The long-term prediction of research trending topics helps to efficiently navigate and evaluate scientific articles, identify promising directions, find breakthrough ideas, and focus efforts on the most fruitful direction. The visualization of predicted topics as clusters of trending keywords on the semantic map can help to more accurately identify promising directions.

The long-term prediction of research trending topics can be done using analyses of bibliographic collections of the millions of scientific articles that are freely available on the Internet. This is an example of human–machine interaction, when a computer processes information entered by people in the form of scientific articles to predict trends and promising directions. Knowing these trends helps authors write new articles and focus their efforts on the most fruitful direction.

Trend prediction has become extremely popular in many industrial sectors and in scientific literature. It is useful for strategic planning, decision making, computer-assisted education, and exploring new research directions. Modern machine learning tools are capable of processing tremendous volumes of scientific data and can help find promising directions for future research and potentially lead to breakthrough discoveries in any field of science.

2021 Copyright for this paper by its authors.

Finding topics from a collection of research publications is helpful for summarizing large-scale text collections and predicting future topic trends. This can be beneficial for many applications, such as forecasting future trends of the IT industry. In order to forecast future topic trends (topic forecasting), it is first necessary to discover meaningful topics from a set of documents (topic mining or discovery). Finding meaningful topics from a set of documents has been studied in existing research [ 3 ].
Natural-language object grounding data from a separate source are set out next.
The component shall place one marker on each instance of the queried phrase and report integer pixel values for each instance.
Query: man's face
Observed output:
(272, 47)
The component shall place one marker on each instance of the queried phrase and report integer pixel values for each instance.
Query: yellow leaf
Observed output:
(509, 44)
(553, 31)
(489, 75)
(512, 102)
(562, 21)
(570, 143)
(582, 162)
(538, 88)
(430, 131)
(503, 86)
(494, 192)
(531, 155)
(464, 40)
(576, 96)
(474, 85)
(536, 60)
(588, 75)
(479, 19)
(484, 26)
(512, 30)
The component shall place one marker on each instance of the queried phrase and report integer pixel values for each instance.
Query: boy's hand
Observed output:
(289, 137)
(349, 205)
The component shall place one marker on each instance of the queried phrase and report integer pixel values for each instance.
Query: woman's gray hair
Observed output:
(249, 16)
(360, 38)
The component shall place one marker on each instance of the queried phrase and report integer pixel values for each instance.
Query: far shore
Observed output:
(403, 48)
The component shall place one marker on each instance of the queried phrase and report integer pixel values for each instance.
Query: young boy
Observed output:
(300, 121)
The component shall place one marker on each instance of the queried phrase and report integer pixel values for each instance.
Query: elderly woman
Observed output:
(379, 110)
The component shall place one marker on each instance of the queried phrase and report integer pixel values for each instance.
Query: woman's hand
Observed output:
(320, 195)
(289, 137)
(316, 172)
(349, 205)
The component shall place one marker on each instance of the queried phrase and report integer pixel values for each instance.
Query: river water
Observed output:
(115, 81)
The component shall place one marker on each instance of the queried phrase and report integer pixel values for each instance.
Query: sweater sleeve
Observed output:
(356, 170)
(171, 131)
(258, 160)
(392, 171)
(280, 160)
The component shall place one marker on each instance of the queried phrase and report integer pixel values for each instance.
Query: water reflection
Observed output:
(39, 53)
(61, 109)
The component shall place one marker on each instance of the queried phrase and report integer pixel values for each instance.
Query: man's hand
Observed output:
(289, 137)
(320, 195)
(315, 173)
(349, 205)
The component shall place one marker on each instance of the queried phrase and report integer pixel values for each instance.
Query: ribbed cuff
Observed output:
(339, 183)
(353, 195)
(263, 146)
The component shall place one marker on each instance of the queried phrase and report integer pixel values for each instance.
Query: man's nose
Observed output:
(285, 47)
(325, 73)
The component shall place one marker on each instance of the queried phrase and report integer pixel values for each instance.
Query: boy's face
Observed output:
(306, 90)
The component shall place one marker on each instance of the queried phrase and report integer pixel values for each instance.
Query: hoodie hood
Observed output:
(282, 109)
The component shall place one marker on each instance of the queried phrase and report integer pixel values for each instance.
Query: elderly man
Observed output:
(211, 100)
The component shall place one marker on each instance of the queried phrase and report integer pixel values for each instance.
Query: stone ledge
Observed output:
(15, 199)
In this work, we discovered meaningful topics among the words included in the titles of scientific articles. The title is the most important element of a scientific article and the main indication of the article’s subject and topic [ 4 ]. Therefore, we used the title as the topic summarization of each paper. We treated the title words/keywords, which occur over five times in the titles of cited articles of the analyzed collection, as the research trending topics. In this way, we moved from topics to relevant words, and instead of the trends of topics, we explored the trends of the corresponding keywords. Unrelated words, such as prepositions, were filtered out before extracting keywords from the titles.
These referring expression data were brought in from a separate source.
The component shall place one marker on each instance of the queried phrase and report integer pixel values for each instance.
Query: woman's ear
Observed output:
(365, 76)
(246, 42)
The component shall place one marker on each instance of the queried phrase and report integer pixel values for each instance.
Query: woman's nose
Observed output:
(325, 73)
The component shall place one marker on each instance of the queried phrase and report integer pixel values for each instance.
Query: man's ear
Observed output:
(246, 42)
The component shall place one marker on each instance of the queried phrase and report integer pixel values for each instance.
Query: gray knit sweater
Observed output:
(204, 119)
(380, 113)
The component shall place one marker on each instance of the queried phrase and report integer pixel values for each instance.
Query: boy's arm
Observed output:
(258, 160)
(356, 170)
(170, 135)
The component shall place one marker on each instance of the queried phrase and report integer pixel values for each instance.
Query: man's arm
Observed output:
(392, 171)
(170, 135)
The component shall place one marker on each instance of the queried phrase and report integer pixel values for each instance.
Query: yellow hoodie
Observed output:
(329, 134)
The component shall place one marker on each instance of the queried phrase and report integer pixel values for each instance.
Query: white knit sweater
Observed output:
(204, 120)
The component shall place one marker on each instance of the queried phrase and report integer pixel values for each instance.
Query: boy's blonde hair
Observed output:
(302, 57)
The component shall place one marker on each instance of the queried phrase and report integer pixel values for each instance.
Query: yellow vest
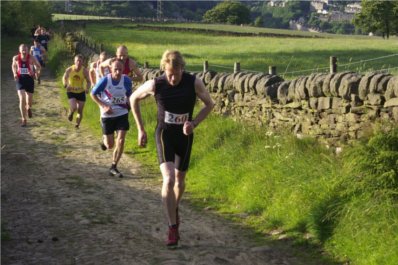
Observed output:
(76, 80)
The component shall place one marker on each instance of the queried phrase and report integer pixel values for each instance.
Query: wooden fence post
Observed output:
(272, 70)
(333, 65)
(236, 67)
(205, 66)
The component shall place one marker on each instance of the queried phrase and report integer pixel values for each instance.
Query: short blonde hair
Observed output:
(173, 58)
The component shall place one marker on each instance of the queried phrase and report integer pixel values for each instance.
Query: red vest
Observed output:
(24, 66)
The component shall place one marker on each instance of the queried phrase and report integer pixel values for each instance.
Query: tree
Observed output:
(19, 16)
(378, 17)
(230, 12)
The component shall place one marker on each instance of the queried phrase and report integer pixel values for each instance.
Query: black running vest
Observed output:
(175, 103)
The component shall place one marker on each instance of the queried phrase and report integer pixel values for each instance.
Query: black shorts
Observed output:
(26, 83)
(119, 123)
(173, 145)
(77, 96)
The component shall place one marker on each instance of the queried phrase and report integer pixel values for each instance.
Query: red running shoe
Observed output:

We studied keyword trends via the dynamics of various indicators in groups of articles containing these keywords. The most important indicator of a trending keyword is the keyword citation count (KCC). To calculate this indicator, we first find all articles with this keyword in a particular year, and then we count all citing links to those articles. The values of this indicator are different in different years. For each word, we calculated the duration of its trend growth, which is equal to the number of years of continuous growth of its average citation count. This longevity/duration of trend growth was the target for the machine learning algorithm.

Thus, for each word/keyword included in the article titles in the collection, the time series were built from various indicators/features of this word, including its citation count. The regression model and a forecast of the duration of trend growth were built using this time series and machine learning. The duration of trend growth is a scalar function that machine learning models learned for each word/term. When creating the time series and calculating prediction errors, the parameter of the maximum forecast duration (1, 3, 5, and 7 years) was used, which reduced the real and forecast duration if their values exceeded the value of this parameter.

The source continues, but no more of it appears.